Ziauddin Sardar - Identity and Multiculturalism

Identity and Multiculturalism

Sardar has written extensively on identity. He shares with the psychologist and philosopher from India, Ashis Nandy, the idea that humans do not have one but multiple identities. Identity, he argues, is not monolithic and static; but multiple and ever-changing.

He has said: "Many categories of identity that we have conventionally projected on others – such as the ‘evil Orientals’, the ‘inferior races of the colonies’, the immigrants, the Blacks, the refugees, the gypsies, the homosexuals - are now an integral part of ourselves. It is not just that they are our neighbours but their ideas, concepts, lifestyles, food, clothes now play a central part in shaping ‘us’ and ‘our society’. We thus have no yardstick to measure our difference and define ourselves."

In his book Orientalism and in Why Do People Hate America and American Dream, Global Nightmare, co-written with Merryl Wyn Davies, he explores how Muslims are perceived in books, films, television series and advertisements.
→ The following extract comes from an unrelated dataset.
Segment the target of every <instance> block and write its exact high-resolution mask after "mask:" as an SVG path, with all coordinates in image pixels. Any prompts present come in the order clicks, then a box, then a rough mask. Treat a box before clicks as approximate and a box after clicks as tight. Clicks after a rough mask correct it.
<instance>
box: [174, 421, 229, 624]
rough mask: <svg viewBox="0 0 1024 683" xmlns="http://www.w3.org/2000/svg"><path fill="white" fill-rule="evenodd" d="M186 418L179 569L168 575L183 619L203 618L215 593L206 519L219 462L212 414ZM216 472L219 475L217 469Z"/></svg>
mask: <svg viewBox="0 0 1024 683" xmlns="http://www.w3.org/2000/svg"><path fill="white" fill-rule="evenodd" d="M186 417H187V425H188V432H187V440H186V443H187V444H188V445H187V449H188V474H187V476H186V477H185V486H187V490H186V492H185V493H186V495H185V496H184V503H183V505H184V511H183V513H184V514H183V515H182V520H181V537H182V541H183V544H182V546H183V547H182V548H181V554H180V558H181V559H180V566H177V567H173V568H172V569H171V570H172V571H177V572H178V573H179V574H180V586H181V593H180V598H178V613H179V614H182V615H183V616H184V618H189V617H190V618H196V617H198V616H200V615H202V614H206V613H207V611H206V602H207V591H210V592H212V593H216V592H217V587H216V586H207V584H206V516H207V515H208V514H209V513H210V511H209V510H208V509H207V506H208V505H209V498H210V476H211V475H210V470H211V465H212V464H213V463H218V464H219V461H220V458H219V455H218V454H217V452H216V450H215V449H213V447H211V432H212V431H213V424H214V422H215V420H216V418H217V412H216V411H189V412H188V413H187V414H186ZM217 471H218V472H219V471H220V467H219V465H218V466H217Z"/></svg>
He argues that the image of Muslims as "the darker side of Europe" seems to be a fixture of western consciousness and is recycled from generation to generation. In Aliens R Us, he says that Orientalist imagery has become an integral part of science fiction cinema.

Sardar is a strong supporter of multiculturalism. He argues that multiculturalism is concerned about transforming power to non-western cultures and allowing these cultures to speak for themselves.

In the first volume of his memoirs, Desperately Seeking Paradise, he explores different facets of Muslim identity. In Balti Britain, he explores what it means to be British and Asian in contemporary Britain. He has said: 'In Britain, we neglected to learn how we have been shaped by a long history of mutual entanglement and belonging. Without such learning we cannot give young British Asians the respect they deserve or appreciate the comfort so many have in living their compound identity, in being simultaneously British and Asian.